The problem? Global warming is driving up sea level. Five inches higher by 2030 and another couple inches by 2050. While that doesn't sound like much, a slightly higher sea level lets water from a storm surge travel much further inland. Couple sea level rise with a likely increase in the frequency and strength of storms, both tropical and nor'easters, and you greatly increase the risk of an infrastructure disaster. Allstate is already refusing to renew policies in metro New York because of storm vulnerability.
Did you ever wonder why the West Village has low buildings? Why does the Manhattan skyline take a dip between the Financial District and Midtown? The answer is sand and bedrock. Early skyscrapers needed to be built on bedrock close to the surface. Sand underlies much of downtown above the Financial District. If a storm surge pushes through the West Village it is going to scour the sand that supports lots of unreinforced buildings, causing them to collapse or otherwise be unusable. It's not just the West Village, Red Hook is mostly fill, Coney Island and the Rockaways are nothing more than semi-permanent barrier islands, all the islands within Jamaica Bay are only a couple feet above sea level, as are JFK and LaGuardia airports. Shown in the map above, is the storm surge estimated for a category 3 hurricane, roughly the size of Hurricane Katrina. All the places in blue would be overrun with water.
Shiny new glass buildings are also a problem. Under the current building code, windows have to withstand wind gusts up to 110 miles an hour. That's fine for a minor hurricane, but it offers little protection in a major storm.
To deal with these problems the mayor has set up PLANYC, the Office of Long-Term Planning and Sustainability.
The options for holding back the sea are not pretty.
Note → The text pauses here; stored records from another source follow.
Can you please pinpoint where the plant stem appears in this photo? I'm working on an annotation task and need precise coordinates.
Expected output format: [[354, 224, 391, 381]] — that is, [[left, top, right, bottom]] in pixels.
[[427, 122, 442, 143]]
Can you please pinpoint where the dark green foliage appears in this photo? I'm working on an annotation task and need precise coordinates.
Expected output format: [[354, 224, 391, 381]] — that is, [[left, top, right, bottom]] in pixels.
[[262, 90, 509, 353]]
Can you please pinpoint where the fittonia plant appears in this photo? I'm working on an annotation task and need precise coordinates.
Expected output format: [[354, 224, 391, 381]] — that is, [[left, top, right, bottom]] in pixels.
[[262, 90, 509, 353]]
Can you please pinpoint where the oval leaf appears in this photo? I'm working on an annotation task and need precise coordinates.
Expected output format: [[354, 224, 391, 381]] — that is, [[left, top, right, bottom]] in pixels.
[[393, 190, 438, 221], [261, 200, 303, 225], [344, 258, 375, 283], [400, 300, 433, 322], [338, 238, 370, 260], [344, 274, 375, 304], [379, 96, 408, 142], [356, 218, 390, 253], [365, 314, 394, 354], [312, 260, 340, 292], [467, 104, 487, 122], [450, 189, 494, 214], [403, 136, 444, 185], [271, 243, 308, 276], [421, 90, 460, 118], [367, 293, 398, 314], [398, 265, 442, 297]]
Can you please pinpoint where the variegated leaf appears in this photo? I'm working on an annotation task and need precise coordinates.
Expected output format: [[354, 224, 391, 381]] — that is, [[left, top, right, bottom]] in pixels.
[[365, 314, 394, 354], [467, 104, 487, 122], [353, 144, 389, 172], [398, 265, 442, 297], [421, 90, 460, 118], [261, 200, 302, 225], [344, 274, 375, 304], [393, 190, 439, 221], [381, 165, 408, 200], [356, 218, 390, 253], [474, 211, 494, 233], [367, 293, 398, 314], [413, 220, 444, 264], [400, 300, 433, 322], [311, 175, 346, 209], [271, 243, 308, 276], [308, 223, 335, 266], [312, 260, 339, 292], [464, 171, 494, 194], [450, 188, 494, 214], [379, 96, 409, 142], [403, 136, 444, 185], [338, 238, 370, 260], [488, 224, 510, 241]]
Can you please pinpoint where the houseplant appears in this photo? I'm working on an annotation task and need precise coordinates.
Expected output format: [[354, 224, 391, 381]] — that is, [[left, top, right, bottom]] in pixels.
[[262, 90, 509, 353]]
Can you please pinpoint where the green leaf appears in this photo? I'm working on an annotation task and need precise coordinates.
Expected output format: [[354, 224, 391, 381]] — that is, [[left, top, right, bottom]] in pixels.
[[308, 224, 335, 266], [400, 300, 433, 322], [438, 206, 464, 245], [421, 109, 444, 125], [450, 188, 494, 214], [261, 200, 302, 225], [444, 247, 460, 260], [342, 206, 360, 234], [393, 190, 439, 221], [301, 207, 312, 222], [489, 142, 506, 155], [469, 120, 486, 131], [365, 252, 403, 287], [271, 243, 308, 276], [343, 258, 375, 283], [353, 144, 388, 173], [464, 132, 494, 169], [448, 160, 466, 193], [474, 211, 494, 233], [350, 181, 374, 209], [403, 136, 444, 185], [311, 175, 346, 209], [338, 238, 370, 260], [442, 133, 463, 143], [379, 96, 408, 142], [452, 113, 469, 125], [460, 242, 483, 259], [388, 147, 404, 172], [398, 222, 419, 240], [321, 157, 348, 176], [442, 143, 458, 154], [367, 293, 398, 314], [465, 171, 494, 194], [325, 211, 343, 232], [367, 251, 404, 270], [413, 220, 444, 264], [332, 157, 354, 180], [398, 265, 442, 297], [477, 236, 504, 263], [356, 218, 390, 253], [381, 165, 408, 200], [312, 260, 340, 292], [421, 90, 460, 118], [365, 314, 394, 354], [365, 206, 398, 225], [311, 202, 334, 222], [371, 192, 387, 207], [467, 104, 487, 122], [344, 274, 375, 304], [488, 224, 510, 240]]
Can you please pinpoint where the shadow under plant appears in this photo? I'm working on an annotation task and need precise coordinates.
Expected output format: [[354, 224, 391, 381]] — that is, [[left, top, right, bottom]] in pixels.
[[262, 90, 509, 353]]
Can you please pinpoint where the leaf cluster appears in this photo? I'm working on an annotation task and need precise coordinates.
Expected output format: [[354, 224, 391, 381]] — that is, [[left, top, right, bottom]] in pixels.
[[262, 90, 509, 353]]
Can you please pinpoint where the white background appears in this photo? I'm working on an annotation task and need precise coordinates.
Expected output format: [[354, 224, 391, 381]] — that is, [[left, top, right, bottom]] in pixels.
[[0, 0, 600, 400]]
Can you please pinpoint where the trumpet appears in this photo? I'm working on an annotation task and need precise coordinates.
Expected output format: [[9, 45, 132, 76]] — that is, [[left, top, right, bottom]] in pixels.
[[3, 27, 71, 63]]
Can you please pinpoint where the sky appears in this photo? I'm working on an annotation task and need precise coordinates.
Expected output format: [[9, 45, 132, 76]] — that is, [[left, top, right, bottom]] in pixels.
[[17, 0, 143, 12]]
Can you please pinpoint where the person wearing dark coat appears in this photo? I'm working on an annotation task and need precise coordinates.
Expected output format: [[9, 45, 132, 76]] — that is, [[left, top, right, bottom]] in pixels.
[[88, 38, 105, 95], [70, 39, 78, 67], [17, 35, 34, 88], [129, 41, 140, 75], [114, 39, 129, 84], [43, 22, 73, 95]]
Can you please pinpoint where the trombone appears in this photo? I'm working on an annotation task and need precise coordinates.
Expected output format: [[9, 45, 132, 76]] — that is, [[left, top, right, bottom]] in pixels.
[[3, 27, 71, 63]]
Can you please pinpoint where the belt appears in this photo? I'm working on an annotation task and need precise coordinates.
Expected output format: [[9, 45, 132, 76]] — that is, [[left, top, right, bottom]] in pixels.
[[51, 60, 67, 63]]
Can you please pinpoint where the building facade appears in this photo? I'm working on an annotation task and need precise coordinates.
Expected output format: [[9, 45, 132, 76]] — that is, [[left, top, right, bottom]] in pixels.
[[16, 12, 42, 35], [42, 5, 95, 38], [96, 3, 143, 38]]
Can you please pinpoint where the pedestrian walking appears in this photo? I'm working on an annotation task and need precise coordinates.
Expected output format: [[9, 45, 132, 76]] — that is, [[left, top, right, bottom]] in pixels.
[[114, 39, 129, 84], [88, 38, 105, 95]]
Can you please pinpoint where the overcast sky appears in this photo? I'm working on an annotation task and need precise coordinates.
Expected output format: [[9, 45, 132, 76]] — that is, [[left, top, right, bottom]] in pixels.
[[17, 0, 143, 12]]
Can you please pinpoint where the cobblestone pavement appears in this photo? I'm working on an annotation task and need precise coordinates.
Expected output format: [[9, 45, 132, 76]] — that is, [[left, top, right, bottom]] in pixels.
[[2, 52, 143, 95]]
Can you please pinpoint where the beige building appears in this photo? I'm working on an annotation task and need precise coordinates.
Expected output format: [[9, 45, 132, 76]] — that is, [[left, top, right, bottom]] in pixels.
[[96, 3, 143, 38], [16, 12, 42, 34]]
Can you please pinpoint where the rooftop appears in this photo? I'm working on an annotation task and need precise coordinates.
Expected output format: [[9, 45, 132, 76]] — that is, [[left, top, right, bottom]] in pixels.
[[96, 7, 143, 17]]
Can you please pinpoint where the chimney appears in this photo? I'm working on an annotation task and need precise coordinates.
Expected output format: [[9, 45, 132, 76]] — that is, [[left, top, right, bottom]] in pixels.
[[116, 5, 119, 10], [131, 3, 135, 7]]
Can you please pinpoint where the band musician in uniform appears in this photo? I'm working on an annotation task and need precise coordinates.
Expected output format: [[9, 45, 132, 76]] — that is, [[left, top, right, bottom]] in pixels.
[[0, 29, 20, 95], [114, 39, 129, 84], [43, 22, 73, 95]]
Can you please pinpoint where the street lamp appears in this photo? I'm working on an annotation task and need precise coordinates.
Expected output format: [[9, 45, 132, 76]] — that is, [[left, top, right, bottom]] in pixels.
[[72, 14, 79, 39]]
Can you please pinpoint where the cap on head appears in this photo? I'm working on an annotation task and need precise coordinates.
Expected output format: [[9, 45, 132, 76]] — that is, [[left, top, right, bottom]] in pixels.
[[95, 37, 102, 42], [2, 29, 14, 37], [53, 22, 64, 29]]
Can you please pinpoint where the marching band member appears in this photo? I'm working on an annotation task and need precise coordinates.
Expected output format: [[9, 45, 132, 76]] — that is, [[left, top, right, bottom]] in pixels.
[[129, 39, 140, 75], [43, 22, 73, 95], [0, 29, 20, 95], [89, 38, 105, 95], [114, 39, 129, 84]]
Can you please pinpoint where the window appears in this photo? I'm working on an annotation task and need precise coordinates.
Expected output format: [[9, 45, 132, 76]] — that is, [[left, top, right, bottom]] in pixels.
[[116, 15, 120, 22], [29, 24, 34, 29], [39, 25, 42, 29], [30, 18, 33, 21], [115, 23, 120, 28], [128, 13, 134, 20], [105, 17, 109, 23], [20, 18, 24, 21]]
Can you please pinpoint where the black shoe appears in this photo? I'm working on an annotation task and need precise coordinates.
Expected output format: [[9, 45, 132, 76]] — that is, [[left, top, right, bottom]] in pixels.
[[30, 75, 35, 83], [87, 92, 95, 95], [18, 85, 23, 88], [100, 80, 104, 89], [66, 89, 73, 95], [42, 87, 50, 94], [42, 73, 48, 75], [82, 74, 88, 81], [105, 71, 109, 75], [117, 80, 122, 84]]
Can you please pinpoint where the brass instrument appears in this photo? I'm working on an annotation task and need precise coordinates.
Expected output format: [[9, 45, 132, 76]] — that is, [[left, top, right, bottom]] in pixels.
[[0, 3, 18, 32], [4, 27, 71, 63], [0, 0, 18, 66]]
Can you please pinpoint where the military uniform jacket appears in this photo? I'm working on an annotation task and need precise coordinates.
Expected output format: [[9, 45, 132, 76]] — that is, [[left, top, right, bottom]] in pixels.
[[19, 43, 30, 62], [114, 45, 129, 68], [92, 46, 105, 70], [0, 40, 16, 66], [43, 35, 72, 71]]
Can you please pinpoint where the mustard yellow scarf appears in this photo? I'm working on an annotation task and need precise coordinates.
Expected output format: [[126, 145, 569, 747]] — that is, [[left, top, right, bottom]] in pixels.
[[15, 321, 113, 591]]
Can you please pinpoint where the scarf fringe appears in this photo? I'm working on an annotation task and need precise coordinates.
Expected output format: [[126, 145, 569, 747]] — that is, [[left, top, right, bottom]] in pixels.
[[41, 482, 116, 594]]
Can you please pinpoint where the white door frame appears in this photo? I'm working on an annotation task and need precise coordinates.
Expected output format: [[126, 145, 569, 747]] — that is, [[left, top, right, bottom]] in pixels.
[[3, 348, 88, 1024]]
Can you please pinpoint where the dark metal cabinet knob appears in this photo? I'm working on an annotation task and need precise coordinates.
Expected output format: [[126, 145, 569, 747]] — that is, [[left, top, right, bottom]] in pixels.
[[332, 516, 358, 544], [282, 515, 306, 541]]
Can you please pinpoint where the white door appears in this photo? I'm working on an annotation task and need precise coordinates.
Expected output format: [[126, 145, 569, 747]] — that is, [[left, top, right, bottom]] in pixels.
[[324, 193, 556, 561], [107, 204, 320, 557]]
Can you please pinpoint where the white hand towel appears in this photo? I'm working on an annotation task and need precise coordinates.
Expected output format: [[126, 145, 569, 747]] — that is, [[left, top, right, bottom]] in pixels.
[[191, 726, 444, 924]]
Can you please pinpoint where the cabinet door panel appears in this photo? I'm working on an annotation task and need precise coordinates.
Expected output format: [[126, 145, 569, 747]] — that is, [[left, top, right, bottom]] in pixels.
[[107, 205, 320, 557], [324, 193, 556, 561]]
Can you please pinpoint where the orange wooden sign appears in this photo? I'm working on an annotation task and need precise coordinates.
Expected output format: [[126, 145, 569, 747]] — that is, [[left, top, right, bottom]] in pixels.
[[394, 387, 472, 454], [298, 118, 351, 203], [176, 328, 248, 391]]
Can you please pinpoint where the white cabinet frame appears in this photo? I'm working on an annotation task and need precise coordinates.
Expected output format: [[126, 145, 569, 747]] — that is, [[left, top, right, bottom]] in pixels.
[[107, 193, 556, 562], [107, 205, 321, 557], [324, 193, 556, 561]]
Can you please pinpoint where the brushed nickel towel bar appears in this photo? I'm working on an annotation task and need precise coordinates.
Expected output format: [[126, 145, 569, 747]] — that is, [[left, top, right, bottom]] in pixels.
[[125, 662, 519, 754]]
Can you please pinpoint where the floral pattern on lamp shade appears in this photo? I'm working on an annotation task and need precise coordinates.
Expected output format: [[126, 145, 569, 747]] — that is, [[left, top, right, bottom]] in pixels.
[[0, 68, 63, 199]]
A seawall would have to be dozens of feet high. A wall that high needs to be really wide. Good-bye river views and access!
A set of storm surge barriers, moveable, underwater locks that would be put into use ahead of an approaching storm will offer partial protection. According to SUNY-Stony Brook researchers there would have to be four barriers: under the Verrazano Bridge, between Staten Island and New Jersey, between Long Island Sound and the East River, and across the Rockaway Inlet. Barriers like this are expensive, $10 billion each, but that is a small investment if it protects trillions of dollars worth of infrastructure.
Other ideas PLANYC2030 are considering include requiring buildings to be retrofitted, and more appropriate land-use planning, including buffers to absorb the impact of storm surges. A draft revised building code is to be released this spring. Expected changes include requiring stronger windows and strengthening of critical buildings, such as hospitals, in flood zones.
Storm surge map from NASA and based on the work of the NYC DEP, SUNY Stony Brook, and FEMA.